Abdel Aziz's visit came a day after the opposition and civil society groups agreed on a blueprint for transition that provides for new elections in a year. The deal now has to be negotiated with the military, which is under international pressure to stand down.
After publicly embracing Zida, the AU head went straight into private talks with the soldier in a lounge at Ouagadougou airport. No details emerged from their discussion, which preceded talks in the city itself between Abdel Aziz and other parties to the political process.
"The African Union has not come to sanction Burkina Faso," Abdel Aziz stated on emerging from the talks with Zida, adding that a settlement would come from "the Burkinabe people".
The AU chief then travelled to a luxury hotel in the capital for meetings with opposition politicians and leaders of civil society, as well as loyalists who had backed the increasingly unpopular Compaore in office.
"The African Union is there to accompany them (parties to transition). They have already taken the essential steps for more democracy in their country," Abdel Aziz said.
Though Zida's regime rejected a recent ultimatum from the AU to stand down within a fortnight, Abdel Aziz said he wanted "to congratulate" all parties to the succession crisis and urged them to go on working together "in tranquility, security and social peace".
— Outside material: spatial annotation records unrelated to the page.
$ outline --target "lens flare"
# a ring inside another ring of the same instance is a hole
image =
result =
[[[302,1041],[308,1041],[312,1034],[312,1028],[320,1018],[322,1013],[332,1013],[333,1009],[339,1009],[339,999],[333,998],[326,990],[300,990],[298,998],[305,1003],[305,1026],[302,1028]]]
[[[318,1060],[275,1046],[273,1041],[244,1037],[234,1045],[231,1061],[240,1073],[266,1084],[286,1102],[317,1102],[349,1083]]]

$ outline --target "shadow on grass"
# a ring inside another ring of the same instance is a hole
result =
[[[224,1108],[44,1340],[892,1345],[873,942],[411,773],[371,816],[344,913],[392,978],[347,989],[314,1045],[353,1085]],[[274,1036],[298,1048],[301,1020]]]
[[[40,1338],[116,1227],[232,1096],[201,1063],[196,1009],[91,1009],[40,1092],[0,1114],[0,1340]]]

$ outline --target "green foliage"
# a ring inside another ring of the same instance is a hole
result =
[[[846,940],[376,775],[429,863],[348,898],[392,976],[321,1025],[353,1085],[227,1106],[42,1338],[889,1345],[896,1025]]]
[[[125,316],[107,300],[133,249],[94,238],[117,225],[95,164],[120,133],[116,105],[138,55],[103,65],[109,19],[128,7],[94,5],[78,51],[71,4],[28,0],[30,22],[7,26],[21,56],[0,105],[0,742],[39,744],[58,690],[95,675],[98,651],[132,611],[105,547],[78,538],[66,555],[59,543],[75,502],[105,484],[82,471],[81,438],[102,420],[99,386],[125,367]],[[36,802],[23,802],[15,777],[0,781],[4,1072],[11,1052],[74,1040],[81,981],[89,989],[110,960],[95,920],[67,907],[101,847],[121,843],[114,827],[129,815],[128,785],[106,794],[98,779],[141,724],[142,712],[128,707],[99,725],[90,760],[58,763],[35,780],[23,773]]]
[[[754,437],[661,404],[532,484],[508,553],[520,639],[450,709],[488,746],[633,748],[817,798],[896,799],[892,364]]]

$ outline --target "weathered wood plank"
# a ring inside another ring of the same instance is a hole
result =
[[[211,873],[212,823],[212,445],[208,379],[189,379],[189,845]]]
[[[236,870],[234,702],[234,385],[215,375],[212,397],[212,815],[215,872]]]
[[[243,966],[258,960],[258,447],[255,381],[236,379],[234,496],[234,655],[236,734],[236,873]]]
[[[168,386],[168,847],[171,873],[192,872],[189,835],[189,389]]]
Compaore first seized power in a 1987 coup that killed his predecessor and former comrade-in-arms Thomas Sankara, a widely popular Marxist and reformer under whom the name of the country was changed from Upper Volta to Burkina Faso, meaning "Land of Upright People".
Compaore fled the country under pressure from mass demonstrations and unrest, with parliament set ablaze, in protests against measures to change the constitution to extend his 27-year rule. He has found refuge in another former French colony, neighbouring Ivory Coast.
Zida, the second in command of the presidential guard, was installed in power by the military at the expense of army chief of staff General Honore Traore. The army soon aligned itself fully behind Zida to oversee a democratic transition.
The opposition and civil society groups now have to negotiate their transition blueprint with the army to lay the groundwork for the nomination of a transitional president and the return of civilian rule.
The current blueprint provides for elections in November 2015, with an interim civilian president, a 25-member government and a transitional parliament with 90 seats.
A major question is who might become the transitional president in the deeply poor, landlocked and cotton-producing nation of some 17 million people, many of whom are subsistence farmers.
"We're going to discuss it together," said Luc Marius Ibriga, an official with the commission that put together the proposal. "The military provided us with a document. We deliberated while taking into account the details of the document."
On November 3, the AU pressed the Burkinabe army to return power to civilians within two weeks or face sanctions.
Zida, who has said he has no interest in staying in power, retorted that such a schedule "is really no concern for us. The AU can say 'In three days', but that commits only the African Union."